As we know, social media can be used to keep in touch with friends who are thousands of miles away, grow a business, get feedback about anything under the sun, meet up with locals for a drink after work, interact with celebrities, or any number of things that, simply put, are galvanized by people communicating with other people. Now, Penn State’s Marcel Salathé, an assistant professor of biology, has devised a unique way to use data gathered from social media service Twitter: tracking H1N1 vaccination rates and attitudes of positivity or negativity related to the procedure.
Believed to be the first case study in how social media can be used to interact with disease networks, its success seems to indicate that it won’t be the last. But how did Salathé arrive at the decision to use Twitter for this very specific purpose? He explains that “People tweet because they want other members of the public to hear what they have to say. Tweets are very short — a maximum of 140 characters — so users have to express their opinions and beliefs about a particular subject very concisely.”
Salathé’s research began by collecting tweets that included vaccination terms, keywords, and phrases. From these resulting 477,768 tweets, he was able to assess sentiments related to statements made in these tweets. As he was trying to specifically gather data about popular opinion toward the H1N1 vaccine, he took a random sample of 10 percent of these tweets and had students evaluate their positivity, negativity, neutrality, or irrelevance. Statements that were made concerning irrelevant vaccinations were discarded from the study. Statements that expressed the Twitter user’s desire to get an H1N1 vaccination were considered positive, whereas statements that derided the H1N1 vaccine as dangerous and to be avoided were considered negative. From the assessments made to this 10 percent, he was able to design an algorithm that would evaluate the remainder.

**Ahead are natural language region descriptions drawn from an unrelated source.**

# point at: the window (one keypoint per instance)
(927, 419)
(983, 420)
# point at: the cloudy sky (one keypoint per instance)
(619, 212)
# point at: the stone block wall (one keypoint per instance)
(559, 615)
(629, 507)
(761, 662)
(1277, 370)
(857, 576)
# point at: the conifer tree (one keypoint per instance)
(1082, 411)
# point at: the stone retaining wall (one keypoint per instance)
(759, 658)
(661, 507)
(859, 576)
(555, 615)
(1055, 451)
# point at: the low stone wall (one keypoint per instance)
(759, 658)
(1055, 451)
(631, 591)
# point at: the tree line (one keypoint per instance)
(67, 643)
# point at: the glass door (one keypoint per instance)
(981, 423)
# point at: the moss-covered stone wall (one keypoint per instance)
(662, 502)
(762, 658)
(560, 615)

As locations are often disclosed by Twitter users, Salathé was able to correlate the expressed attitudes by region and compare them with Centers for Disease Control and Prevention (CDC) vaccination rate estimates. New England, for instance, had the highest level of tweets that displayed an overall positive attitude toward the H1N1 vaccine, and CDC records showed it as also being the region with the highest percentage of vaccinations.
“These results could be used strategically to develop public-health initiatives,” Salathé explains. “For example, targeted campaigns could be designed according to which region needs more prevention education. Such data also could be used to predict how many doses of a vaccine will be required in a particular area.”

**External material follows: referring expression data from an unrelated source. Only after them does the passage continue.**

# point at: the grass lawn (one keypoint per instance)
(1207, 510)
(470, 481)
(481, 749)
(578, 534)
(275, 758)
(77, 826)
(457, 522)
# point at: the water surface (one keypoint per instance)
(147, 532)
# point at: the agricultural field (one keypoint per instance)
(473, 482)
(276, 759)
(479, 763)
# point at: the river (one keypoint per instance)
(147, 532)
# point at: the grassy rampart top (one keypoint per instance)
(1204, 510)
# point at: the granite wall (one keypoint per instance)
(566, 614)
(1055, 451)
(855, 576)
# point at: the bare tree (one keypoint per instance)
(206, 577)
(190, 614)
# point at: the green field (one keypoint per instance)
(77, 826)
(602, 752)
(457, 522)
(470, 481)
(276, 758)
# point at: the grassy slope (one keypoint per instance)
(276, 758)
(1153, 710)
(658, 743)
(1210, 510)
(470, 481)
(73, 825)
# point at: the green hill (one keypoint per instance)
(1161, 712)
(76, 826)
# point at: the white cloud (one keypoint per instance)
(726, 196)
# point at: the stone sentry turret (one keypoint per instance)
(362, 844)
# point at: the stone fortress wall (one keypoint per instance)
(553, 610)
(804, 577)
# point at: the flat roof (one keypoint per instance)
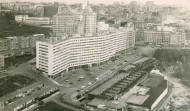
(111, 104)
(153, 81)
(137, 99)
(141, 60)
(22, 90)
(128, 67)
(108, 84)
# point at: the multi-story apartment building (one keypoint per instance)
(34, 38)
(130, 33)
(64, 23)
(178, 38)
(20, 42)
(23, 42)
(10, 43)
(157, 37)
(1, 44)
(33, 20)
(90, 22)
(102, 26)
(54, 58)
(1, 61)
(165, 37)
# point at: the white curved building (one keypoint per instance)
(56, 57)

Another interesting observation made by Salathé was a confirmation of the notion that people who communicate with one another online tend to do so with people who think like them in a “birds of a feather flock together” sort of a mentality. Predictably, this kind of interaction results in an environment where dissenting opinions and ideas never enter the picture — which not only has the potential to keep important facts at bay, but serves to affirm whatever cockamamie convictions people dream up as facts.
“The public-health message here is obvious,” Salathé says. “If anti-vaccination communities cluster in real, geographical space, as well, then this is likely to lead to under-vaccinated communities that are at great risk of local outbreaks. By definition, herd immunity only works if unvaccinated, unprotected individuals are distributed sparsely throughout the population, buffered from the disease by vaccinated individuals. Unfortunately, the data from Twitter seem to indicate that the buffer of protection cannot be counted on if these clusters exist in real, geographical space.”

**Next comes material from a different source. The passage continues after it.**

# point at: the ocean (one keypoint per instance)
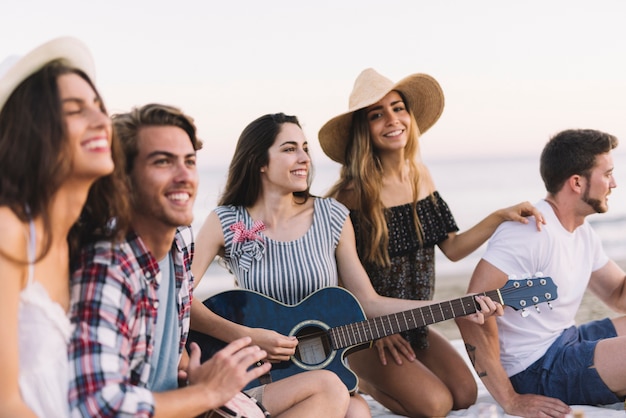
(473, 187)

Using the lessons learned from this experiment in social media and disease control correlation, Salathé believes they’ll also apply to diseases that have more to do with choice than dumb luck — that is, lifestyle diseases vs. contagious diseases.
“Behavior-influenced diseases always have existed, but, until recently, they were masked: People died of infectious diseases relatively early in their life cycles. So behavior-influenced diseases weren’t really on anyone’s radar. Now that heart disease — a malady caused, at least in part, by lifestyle — is moving to the top of the list of killers, it might be wise to focus on how social media influences behaviors such as poor diet and infrequent exercise,” Salathé says.